Today was one of those days that spiralled out of control. And it wasn't a particularly *good* day either.
I was stuck downtown all day because I had an afternoon meeting. I ended up eating terrible food - both in taste and content - that was also stupidly expensive (Note to self: egg salad and smoked salmon? NOT a good combination).
Though the meeting went seemingly went well, it was troubling on a subtle level, which caused me to mentally gnaw at it for the rest of the afternoon.
The movie, Harry Potter, was a highlight though. I'm rarely able to sit still for more than an hour without fidgeting or getting up. That film was over two hours long but it didn't feel like it.
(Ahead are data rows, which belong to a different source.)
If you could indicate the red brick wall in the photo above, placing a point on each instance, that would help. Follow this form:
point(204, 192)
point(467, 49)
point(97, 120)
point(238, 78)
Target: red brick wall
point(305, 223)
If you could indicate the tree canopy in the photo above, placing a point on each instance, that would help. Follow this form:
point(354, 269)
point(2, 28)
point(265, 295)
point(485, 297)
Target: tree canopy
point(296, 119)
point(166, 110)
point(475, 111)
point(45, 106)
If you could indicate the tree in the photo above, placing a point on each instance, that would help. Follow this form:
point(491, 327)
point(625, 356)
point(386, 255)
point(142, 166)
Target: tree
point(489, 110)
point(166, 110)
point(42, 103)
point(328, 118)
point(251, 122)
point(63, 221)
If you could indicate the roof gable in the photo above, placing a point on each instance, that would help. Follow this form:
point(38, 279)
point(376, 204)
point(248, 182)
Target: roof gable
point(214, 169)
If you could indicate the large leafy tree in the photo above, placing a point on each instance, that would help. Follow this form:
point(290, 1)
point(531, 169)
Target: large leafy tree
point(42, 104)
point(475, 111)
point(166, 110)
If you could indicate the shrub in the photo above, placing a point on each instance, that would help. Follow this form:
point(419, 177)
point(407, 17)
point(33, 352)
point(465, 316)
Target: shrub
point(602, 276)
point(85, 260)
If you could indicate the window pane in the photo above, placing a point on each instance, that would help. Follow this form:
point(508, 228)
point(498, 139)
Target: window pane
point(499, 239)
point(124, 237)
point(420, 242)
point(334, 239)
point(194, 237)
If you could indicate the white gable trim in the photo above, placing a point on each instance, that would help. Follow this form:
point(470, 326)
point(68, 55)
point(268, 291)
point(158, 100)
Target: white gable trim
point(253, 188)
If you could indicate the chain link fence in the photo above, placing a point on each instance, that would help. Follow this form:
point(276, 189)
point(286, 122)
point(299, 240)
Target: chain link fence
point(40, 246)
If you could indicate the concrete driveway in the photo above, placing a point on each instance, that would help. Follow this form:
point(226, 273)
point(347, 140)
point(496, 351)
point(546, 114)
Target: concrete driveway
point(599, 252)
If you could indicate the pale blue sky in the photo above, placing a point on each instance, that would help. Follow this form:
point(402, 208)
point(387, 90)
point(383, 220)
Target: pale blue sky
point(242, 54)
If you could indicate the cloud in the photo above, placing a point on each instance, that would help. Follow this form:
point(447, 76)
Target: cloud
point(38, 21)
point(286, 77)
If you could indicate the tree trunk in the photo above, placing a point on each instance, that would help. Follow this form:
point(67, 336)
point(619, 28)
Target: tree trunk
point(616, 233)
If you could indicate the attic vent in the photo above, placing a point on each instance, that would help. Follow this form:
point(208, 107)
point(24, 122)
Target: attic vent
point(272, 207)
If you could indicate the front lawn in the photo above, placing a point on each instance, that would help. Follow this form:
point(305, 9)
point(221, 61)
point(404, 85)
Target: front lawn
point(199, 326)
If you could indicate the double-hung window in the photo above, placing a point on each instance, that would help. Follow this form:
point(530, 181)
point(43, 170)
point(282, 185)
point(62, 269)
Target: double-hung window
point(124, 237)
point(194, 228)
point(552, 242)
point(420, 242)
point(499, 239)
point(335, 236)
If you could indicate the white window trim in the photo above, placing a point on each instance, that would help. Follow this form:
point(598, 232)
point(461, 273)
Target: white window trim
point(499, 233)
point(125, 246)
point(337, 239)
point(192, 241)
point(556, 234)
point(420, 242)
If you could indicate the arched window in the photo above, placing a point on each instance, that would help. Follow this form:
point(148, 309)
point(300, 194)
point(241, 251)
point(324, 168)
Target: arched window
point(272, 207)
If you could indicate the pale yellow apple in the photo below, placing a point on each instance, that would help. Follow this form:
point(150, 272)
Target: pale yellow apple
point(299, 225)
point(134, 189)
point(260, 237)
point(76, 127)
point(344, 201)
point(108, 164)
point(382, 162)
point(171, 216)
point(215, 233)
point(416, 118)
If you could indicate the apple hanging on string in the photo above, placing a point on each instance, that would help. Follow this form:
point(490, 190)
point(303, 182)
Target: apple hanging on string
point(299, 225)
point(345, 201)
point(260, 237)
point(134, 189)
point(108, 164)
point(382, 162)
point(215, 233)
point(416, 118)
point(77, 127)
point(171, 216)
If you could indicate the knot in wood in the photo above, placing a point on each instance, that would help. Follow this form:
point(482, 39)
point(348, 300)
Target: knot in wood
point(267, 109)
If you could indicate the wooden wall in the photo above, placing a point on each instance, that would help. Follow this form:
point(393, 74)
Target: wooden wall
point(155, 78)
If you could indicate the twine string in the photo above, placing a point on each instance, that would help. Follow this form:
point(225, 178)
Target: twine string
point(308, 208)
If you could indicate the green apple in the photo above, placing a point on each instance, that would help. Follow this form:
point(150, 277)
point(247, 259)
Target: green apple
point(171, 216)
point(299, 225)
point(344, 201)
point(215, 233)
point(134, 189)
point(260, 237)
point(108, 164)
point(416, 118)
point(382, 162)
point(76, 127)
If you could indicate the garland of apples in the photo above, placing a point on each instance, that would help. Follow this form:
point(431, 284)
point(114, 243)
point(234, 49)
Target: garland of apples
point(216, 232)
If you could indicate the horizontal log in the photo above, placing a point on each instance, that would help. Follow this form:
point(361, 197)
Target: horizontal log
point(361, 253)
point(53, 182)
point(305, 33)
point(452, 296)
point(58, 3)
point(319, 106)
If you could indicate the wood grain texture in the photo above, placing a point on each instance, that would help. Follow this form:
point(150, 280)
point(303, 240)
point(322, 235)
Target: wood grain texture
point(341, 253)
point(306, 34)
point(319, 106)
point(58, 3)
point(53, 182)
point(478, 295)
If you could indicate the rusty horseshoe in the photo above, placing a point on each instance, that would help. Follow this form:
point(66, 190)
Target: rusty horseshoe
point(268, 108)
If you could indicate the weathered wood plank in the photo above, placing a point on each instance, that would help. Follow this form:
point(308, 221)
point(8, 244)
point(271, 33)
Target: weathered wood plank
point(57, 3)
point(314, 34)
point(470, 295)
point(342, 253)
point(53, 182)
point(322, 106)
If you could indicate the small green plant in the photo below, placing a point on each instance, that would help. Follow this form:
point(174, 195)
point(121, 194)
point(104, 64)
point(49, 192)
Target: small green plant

I was thoroughly riveted. When it ended, I scrambled for for my watch in disbelief, saying “Already!?” I couldn't believe that the time had passed so quickly! I've read all the books and seen all the films, so I'm already a fan, but I thought that this movie was exceptionally good, beyond the usual 'Harry Potter' effect.
I went out for a big sushi supper afterward which was fun, but which ruled out any kind of yoga class (I'm hopeful about making it to some classes next week). In the end, I went home and did a half-hour of gentle Hatha Yoga after my food had digested a bit. Whenever I do a practice like this, it doesn't feel genuine; like I carelessly tacked it on to the end of my day. I felt like I was 'getting it over with' and I felt bad about that.
A return to morning practice would easily solve this dilemma, but it's not practical right now. This is a challenge to daily practice: keeping it 'real' when life gets in the way.